= Alice Clark (historian) =

British feminist and historian

Alice Clark (1 August 1874 – 11 May 1934) was a British feminist and historian.

==Life==
Clark was a daughter of William Stephens Clark (1839-1925) and Helen Priestman Bright (1840–1927). The Clark family were Quakers, of shoe-making fame - C. and J. Clark Ltd. Manufacturer of boots, shoes & sheepskin rugs. One of Alice's sisters, Dr Hilda Clark, was an influential physician and specialist in the treatment of tuberculosis.

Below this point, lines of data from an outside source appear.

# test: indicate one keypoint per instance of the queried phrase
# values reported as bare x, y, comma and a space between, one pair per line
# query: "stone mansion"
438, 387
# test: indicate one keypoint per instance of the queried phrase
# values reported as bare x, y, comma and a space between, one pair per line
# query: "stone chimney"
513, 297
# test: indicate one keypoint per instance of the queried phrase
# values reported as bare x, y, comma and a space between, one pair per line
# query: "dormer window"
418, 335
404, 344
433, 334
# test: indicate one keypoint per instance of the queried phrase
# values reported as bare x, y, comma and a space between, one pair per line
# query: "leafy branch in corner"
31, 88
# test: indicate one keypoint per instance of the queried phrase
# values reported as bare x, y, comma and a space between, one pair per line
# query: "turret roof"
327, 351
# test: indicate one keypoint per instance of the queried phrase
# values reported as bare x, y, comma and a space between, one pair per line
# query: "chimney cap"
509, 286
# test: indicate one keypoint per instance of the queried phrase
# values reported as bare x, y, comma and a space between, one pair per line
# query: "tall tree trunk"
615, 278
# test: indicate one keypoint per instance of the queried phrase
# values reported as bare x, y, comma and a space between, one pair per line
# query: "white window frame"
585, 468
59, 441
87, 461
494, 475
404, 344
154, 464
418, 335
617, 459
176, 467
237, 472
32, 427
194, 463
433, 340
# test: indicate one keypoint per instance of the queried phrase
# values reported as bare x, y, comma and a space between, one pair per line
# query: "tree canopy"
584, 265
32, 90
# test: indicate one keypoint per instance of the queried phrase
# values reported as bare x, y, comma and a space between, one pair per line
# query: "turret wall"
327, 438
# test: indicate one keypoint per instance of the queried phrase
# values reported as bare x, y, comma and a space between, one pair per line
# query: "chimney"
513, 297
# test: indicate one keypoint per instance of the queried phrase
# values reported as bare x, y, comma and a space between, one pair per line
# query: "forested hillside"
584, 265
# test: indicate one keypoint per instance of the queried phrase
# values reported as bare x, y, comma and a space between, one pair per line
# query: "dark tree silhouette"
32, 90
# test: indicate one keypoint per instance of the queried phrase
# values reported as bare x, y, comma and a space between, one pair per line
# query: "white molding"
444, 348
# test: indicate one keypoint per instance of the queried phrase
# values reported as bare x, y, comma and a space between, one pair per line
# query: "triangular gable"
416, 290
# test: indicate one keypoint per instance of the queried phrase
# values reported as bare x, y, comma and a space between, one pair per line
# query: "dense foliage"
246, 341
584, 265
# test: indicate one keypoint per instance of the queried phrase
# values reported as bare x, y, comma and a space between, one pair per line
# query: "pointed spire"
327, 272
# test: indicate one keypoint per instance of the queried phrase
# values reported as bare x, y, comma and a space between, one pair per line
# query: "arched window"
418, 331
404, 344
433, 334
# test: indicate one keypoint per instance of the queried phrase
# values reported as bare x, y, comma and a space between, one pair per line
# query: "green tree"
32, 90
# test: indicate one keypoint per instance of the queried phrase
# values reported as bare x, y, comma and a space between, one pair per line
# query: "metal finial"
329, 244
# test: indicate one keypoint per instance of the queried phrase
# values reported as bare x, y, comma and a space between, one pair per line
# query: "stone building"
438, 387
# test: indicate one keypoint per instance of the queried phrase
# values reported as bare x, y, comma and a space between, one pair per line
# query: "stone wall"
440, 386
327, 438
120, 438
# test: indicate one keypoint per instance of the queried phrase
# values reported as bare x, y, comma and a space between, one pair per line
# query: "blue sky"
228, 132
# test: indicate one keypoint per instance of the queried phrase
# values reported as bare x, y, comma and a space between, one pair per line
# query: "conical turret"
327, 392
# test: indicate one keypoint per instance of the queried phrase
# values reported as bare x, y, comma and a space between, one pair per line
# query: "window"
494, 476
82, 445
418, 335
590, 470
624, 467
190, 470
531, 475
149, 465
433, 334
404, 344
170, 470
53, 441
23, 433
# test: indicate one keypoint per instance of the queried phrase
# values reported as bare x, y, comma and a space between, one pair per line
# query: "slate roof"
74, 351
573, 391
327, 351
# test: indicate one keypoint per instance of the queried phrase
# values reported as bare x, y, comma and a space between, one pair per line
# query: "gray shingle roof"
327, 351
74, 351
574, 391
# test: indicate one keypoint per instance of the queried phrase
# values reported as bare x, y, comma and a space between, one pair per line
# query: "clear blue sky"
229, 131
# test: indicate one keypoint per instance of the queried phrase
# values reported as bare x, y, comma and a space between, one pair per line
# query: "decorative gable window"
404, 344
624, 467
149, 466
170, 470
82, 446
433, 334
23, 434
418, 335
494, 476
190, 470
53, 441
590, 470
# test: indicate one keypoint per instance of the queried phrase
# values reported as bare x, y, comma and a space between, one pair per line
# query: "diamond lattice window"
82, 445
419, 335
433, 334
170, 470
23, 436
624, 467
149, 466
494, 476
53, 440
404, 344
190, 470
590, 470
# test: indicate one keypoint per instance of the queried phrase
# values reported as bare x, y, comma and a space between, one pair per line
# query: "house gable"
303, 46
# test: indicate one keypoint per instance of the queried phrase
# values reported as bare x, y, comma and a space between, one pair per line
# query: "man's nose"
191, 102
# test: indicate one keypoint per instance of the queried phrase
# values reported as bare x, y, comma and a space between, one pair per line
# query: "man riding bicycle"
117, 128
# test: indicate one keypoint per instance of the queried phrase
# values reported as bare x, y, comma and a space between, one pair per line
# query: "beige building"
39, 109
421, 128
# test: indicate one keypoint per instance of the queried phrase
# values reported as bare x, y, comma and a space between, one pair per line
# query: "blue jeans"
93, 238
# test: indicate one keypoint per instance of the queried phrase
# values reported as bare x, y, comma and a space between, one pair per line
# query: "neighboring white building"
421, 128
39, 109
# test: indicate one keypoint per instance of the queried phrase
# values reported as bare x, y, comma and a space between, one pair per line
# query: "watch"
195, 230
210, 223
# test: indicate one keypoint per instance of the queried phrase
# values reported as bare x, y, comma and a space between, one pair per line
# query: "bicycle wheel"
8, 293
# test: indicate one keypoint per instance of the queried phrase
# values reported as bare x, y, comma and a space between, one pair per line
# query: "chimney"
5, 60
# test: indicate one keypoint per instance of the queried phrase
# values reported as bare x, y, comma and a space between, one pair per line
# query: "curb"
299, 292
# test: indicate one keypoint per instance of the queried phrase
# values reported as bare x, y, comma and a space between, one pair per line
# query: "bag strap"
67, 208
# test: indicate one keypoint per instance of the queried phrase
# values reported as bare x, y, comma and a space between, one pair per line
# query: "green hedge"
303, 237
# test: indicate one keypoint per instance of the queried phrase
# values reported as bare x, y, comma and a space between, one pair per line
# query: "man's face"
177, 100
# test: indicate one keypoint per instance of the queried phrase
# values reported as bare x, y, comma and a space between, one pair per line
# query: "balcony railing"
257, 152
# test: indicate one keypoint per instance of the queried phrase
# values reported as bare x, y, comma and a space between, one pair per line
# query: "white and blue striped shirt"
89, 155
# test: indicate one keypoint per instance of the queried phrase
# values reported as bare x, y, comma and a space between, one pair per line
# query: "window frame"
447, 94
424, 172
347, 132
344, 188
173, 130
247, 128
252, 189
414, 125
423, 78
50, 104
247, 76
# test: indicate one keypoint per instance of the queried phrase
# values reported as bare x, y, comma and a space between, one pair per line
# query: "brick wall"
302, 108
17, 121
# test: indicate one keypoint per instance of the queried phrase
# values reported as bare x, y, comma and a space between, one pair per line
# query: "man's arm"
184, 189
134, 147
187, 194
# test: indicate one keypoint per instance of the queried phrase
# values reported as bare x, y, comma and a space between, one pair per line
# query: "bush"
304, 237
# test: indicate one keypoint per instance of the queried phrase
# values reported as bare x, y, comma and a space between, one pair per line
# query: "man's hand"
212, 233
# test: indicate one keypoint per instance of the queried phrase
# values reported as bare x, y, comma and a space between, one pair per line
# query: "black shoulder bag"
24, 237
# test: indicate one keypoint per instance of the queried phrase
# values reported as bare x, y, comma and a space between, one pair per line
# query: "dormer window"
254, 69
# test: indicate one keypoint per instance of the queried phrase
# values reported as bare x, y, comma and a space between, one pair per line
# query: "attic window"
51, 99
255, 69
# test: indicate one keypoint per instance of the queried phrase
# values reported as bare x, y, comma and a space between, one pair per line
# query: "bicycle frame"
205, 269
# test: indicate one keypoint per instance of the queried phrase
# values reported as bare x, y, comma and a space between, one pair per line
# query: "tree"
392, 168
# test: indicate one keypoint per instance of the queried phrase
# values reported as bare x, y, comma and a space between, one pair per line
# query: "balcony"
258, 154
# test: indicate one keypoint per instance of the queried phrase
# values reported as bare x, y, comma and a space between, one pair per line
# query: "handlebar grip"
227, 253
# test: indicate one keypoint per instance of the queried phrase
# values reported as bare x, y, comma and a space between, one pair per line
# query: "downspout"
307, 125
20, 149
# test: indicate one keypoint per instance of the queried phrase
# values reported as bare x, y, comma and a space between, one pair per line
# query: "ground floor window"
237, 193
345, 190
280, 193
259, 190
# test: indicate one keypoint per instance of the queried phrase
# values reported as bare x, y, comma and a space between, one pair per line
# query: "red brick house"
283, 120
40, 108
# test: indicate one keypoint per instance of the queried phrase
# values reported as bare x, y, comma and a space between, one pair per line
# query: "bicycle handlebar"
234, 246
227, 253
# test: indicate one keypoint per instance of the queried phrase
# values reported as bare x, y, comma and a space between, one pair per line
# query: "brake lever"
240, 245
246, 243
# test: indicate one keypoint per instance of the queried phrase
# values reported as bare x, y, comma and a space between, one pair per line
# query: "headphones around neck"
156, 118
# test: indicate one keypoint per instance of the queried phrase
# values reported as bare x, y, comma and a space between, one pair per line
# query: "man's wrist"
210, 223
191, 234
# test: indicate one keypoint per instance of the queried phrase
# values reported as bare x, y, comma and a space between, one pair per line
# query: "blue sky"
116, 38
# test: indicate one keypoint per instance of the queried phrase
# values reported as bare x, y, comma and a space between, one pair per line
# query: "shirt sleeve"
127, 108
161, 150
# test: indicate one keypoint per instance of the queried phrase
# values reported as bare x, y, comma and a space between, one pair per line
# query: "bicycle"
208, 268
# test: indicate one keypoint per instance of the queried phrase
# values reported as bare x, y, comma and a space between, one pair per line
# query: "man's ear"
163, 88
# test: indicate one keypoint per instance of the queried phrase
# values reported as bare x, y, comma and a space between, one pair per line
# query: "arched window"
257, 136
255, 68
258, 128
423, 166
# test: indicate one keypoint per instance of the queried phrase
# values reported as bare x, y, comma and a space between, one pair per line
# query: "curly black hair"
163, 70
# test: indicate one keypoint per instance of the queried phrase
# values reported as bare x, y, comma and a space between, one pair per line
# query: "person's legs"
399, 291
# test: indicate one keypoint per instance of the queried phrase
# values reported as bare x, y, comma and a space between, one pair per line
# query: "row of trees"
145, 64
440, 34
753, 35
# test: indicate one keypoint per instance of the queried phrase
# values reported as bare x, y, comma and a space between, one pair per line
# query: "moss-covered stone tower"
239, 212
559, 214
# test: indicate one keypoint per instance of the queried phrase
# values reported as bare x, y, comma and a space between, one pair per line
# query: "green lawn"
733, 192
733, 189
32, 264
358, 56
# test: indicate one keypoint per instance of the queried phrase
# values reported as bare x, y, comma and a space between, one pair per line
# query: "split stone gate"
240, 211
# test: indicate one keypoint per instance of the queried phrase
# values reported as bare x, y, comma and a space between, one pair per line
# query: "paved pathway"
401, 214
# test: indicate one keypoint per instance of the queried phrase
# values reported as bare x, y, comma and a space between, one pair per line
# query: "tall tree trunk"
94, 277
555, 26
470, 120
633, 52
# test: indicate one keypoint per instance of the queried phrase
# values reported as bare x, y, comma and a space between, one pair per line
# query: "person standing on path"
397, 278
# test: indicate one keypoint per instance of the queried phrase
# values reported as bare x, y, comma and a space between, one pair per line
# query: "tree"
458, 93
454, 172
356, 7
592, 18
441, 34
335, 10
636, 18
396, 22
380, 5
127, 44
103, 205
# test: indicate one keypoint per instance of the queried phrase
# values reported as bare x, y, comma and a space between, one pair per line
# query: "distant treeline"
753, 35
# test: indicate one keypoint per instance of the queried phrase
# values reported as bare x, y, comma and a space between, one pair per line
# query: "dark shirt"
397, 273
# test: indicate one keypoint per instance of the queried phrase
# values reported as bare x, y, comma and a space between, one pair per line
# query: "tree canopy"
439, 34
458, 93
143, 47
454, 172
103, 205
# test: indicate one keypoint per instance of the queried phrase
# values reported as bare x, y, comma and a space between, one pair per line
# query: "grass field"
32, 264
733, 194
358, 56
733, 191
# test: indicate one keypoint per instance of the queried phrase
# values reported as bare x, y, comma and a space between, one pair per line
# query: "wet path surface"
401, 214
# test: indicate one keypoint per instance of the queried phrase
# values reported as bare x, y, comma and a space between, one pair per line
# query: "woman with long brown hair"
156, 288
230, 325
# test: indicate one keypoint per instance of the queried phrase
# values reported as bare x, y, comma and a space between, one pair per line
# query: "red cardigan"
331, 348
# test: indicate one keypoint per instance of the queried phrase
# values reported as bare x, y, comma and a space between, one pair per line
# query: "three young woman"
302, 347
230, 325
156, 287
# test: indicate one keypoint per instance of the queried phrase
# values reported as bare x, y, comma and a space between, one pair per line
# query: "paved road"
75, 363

Clark studied at the London School Economics (LSE) under the supervision of Lilian Knowles. Alice Clark argued that in 16th century England, women were engaged in many aspects of industry and agriculture. The home was a central unit of production and women played a central role in running farms, and some trades and landed estates. Their useful economic roles gave them a sort of equality with their husbands. Clark argued, however, that as capitalism expanded in the 17th century, there was increasingly more division of labour with the husband taking paid labour jobs outside the home, leaving the wife reduced to unpaid household work. Middle-class women were confined to an idle domestic existence, supervising servants; lower-class women were forced to take poorly paid jobs. Clark therefore contended that capitalism had a negative effect on powerful women.

== Suffragist activities ==
The Clark family were involved in suffrage campaigning. Early in 1913, Alice Clark served on the executive committee of the National Union of Women’s Suffrage Societies (NUWSS). They ran a six-week-long suffrage pilgrimage, ending in a large rally in Hyde Park. Alice carried a Street Women’s Suffrage banner made by her sister Esther.